OpenHands includes an evaluation harness with support for over 15 benchmarks, spanning:

  • Software engineering: SWE-bench, HumanEvalFix, ML-Bench, BIRD, Gorilla APIBench, ToolQA, BioCoder.
  • Web agent tasks: WebArena, MiniWoB++.
  • Complex reasoning and multi-turn assistance: GAIA, GPQA, AgentBench, ProofWriter, Entity Deduction Arena, MINT.

Success metrics are defined by each task:

  • Code tasks: percentage of issues fixed to specification or test-based objective pass rates.
  • Web and navigation tasks: success rates on web automation or interaction goals.
  • QA/reasoning: accuracy, completeness, or multi-step solution correctness.

The platform logs LLM inference costs and execution times, enabling comparative efficiency studies.

Recent evaluation results:

  • SWE-bench Lite: 26% success rate
  • HumanEvalFix: 79%
  • WebArena: 15%
  • GPQA (graduate-level QA): 53%

These results are competitive with or exceed specialist agent baselines, reflecting the system’s versatility and robust architecture.
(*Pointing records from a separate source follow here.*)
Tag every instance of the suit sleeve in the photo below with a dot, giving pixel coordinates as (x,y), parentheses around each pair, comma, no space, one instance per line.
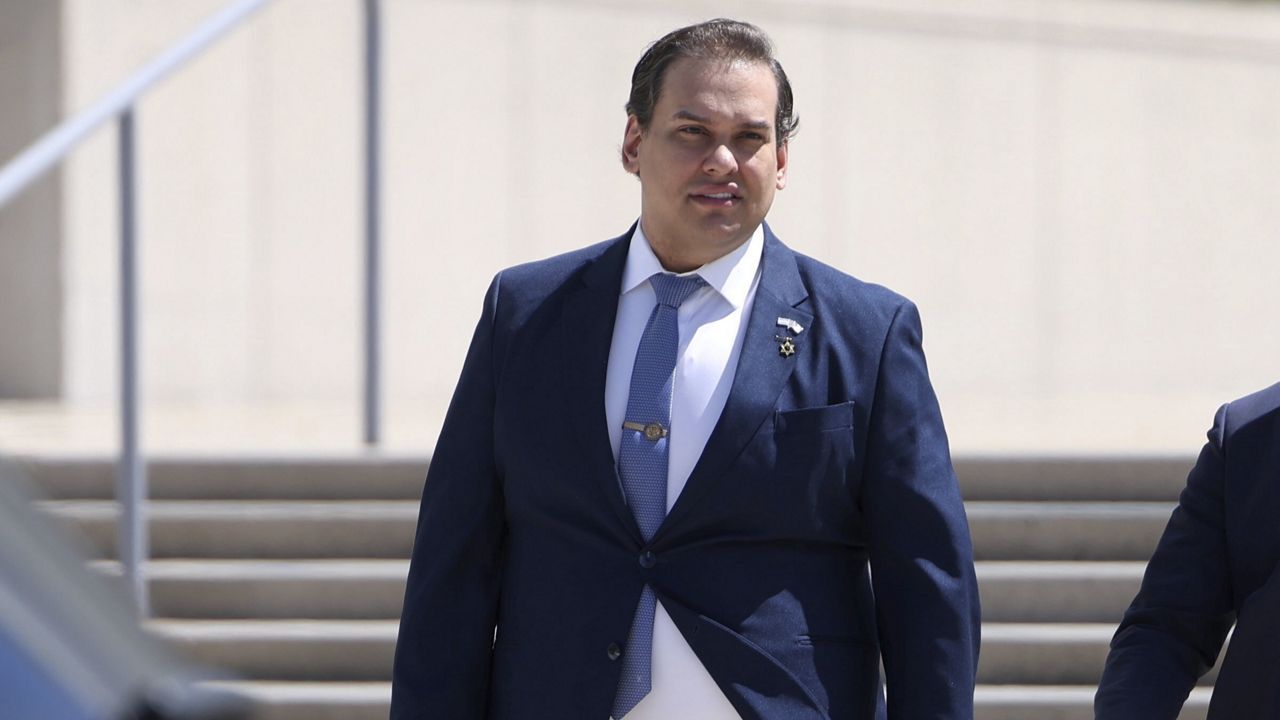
(1174,629)
(451,598)
(920,552)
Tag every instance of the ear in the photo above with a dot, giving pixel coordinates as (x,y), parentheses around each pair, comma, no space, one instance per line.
(631,146)
(782,165)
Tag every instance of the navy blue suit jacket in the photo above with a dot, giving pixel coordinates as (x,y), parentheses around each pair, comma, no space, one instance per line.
(821,529)
(1216,560)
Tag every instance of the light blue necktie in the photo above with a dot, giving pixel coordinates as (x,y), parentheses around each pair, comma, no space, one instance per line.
(643,464)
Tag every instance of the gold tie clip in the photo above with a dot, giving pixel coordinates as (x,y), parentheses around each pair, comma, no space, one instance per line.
(653,432)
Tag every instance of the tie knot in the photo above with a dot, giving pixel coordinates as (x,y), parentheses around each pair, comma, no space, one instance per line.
(673,290)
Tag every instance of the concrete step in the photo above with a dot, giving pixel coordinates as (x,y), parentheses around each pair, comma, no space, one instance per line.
(256,529)
(287,650)
(374,589)
(312,701)
(374,475)
(318,589)
(1066,531)
(1084,478)
(382,475)
(1057,592)
(1047,654)
(369,701)
(1057,702)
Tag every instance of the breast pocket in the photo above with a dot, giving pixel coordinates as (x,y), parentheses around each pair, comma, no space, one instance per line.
(814,419)
(814,456)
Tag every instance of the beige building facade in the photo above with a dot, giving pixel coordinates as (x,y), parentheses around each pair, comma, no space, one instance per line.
(1083,196)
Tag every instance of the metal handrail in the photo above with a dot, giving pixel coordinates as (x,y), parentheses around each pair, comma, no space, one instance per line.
(30,165)
(53,146)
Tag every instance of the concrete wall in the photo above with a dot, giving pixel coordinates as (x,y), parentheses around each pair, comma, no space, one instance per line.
(1079,195)
(31,287)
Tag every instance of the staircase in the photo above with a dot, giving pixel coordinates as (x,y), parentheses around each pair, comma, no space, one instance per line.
(289,572)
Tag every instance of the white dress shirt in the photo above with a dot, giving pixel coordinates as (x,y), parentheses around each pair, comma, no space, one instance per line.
(712,323)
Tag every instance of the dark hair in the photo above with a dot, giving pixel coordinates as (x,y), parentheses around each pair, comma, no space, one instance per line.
(720,39)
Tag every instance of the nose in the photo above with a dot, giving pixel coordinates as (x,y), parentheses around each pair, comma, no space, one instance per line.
(720,162)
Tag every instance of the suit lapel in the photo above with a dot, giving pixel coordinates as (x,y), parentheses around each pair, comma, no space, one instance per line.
(762,372)
(585,336)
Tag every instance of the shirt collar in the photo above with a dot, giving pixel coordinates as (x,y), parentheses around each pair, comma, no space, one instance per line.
(730,276)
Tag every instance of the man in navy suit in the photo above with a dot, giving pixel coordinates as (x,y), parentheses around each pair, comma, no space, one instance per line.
(1216,564)
(812,525)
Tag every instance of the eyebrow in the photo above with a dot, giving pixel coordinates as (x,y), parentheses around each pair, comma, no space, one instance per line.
(696,118)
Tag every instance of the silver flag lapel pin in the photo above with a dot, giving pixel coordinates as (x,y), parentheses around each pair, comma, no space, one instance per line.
(787,342)
(796,328)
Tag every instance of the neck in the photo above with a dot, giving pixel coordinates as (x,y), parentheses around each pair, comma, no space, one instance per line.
(681,255)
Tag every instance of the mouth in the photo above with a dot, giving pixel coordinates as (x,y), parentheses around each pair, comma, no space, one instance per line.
(718,199)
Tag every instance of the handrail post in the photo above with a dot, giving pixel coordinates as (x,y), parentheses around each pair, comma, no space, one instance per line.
(373,315)
(132,475)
5. Multi-Agent Coordination and Human-in-the-Loop Interaction

OpenHands supports both multi-agent orchestration and interactive human-guided workflows:

  • Agent Delegation: Using AgentDelegateAction, agents can automatically hand off subtasks to the most qualified collaborator, supporting division of labor and skill specialization in composite solutions.
  • Dynamic Multi-Agent Compositions: Coordination protocol vocabulary simplifies creation and management of agent teams, enabling experimentation with cooperation and emergent behaviors.
  • Human-in-the-Loop UI: The platform exposes graphical interfaces through which users can visualize agent behavior, intervene manually, or co-work on tasks in real-time. This enables agile research into mixed-initiative development and pair-programming scenarios.
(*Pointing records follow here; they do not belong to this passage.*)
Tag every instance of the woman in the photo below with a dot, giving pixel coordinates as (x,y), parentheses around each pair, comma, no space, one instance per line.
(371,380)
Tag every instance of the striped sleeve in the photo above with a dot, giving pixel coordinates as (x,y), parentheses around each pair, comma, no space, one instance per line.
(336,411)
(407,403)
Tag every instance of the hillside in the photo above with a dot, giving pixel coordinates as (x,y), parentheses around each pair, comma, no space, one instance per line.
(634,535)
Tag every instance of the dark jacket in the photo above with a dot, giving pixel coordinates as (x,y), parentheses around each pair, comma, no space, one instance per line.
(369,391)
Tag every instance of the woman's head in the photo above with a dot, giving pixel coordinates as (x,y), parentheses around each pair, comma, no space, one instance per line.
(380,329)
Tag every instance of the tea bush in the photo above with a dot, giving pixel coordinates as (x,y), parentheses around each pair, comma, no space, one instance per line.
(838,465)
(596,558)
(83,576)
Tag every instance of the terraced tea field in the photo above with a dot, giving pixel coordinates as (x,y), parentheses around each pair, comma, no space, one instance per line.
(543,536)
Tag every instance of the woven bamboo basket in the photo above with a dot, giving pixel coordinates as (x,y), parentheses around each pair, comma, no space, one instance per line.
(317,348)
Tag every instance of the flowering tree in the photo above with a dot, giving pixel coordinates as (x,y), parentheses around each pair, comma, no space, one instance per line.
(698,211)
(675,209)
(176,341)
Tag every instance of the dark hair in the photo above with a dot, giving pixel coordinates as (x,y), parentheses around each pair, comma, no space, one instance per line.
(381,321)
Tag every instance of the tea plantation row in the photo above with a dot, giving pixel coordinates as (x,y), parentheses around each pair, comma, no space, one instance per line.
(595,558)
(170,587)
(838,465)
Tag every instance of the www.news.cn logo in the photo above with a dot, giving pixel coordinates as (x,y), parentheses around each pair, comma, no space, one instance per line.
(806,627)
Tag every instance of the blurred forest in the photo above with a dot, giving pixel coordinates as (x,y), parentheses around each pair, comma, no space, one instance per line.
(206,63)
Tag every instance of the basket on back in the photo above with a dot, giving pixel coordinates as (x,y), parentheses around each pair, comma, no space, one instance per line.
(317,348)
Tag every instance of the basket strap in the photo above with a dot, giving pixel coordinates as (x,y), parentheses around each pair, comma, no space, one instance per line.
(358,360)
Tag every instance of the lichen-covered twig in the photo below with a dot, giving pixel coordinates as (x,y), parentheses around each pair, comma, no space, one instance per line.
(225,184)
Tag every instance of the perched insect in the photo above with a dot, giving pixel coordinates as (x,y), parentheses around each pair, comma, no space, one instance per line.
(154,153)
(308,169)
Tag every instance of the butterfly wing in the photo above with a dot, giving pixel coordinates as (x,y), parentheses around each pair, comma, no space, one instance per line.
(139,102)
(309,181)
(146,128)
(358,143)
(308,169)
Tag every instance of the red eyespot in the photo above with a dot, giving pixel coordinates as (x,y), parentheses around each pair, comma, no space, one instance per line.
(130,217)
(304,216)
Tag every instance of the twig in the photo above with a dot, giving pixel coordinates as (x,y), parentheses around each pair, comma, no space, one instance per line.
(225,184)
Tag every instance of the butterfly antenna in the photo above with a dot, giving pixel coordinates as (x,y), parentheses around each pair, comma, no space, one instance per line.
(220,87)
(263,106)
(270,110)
These features facilitate both research on agent collaboration and practical deployments incorporating human oversight.

6. Community and Open Science Contributions

OpenHands has established a broad contributor base, reflecting its open-source orientation:

  • Contribution Scope: Over 2.1K contributions from 188+ contributors, including agent modules, evaluation benchmarks, codebase maintenance, and documentation.
  • Collaboration: Integrates agents, tools, and benchmarks authored by both academic and industrial consortia.
  • Permissive Licensing: MIT license enables unrestricted academic and commercial use.
  • Community Infrastructure: Includes a public GitHub, evaluation leaderboard, and communication channels for collaborative research and support.
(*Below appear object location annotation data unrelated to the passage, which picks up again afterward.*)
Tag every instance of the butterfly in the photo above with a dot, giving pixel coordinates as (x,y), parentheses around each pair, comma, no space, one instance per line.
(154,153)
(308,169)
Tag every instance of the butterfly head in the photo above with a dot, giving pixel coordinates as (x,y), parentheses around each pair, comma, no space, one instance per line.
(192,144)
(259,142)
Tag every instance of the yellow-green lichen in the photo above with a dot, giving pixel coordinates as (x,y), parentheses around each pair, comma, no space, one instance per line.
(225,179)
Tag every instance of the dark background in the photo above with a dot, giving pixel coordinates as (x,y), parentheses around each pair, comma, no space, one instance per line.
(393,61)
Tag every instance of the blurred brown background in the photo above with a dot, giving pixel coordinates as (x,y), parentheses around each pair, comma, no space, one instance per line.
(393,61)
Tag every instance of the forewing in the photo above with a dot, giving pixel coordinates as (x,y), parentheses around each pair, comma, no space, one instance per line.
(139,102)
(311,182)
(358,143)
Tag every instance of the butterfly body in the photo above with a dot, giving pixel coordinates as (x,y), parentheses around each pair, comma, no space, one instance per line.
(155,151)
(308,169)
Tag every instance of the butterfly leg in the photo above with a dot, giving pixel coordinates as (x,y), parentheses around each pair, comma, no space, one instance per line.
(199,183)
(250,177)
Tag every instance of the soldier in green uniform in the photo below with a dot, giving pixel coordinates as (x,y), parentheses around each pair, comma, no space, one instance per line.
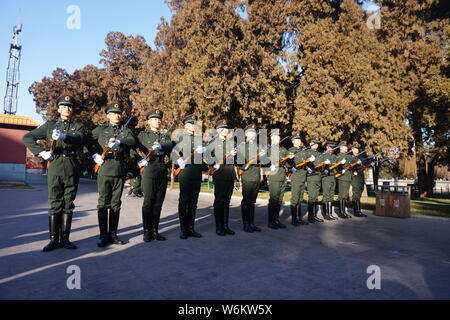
(64,171)
(313,181)
(357,183)
(250,176)
(276,179)
(118,139)
(344,180)
(328,181)
(298,181)
(154,178)
(188,155)
(224,177)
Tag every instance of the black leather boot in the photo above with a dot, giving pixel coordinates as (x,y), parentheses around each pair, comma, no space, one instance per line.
(191,221)
(219,220)
(103,226)
(294,218)
(182,211)
(154,234)
(245,212)
(311,213)
(357,209)
(329,206)
(252,218)
(324,209)
(316,209)
(66,225)
(300,216)
(226,217)
(277,217)
(271,216)
(146,225)
(114,216)
(54,226)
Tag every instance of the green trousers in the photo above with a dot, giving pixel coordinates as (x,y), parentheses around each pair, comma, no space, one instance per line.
(61,193)
(328,187)
(314,183)
(298,186)
(344,187)
(250,190)
(276,190)
(110,192)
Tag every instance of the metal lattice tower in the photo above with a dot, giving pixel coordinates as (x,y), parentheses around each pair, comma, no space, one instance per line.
(12,73)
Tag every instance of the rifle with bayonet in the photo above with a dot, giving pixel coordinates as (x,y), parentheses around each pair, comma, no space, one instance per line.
(107,148)
(152,151)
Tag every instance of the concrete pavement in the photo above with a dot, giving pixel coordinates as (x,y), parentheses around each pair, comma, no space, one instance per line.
(321,261)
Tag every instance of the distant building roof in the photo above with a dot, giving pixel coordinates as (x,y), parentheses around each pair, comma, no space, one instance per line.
(17,120)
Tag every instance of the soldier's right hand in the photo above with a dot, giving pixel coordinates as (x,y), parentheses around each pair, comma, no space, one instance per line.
(143,163)
(181,163)
(98,159)
(113,143)
(46,155)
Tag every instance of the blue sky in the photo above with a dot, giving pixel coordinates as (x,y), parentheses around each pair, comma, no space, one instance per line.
(47,43)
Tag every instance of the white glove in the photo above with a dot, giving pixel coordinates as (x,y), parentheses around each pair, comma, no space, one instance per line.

This openness has resulted in rapid dissemination, reproducibility, and accelerated research progress.

7. Representative Applications and Future Prospects

OpenHands has been deployed across diverse applications:

  • Autonomous issue fixing on real-world codebases (SWE-bench).
  • Cross-domain QA tasks requiring programmatic tool use (GPQA).
  • Real-time web automation and navigation (WebArena).
  • Human–AI collaborative workflows, including interactive debugging and agent-guided code review.

Ongoing research areas, suggested by current limitations and active development:

  • Enhancement of high-level planning, meta-reasoning, and agentic search strategies for open-ended or ambiguous tasks.
  • Advanced delegation and team orchestration for scaling to complex, multi-stage tasks.
  • Broader support for interactive environments, e.g., GUI-based control and heterogeneous tool integration.

A plausible implication is that the OpenHands framework is positioned as a reference implementation for generalist agent research, and its rapidly expanding ecosystem is likely to seed further studies in human–AI collaboration, secure agent deployment, and reproducible benchmarking in software and web domains.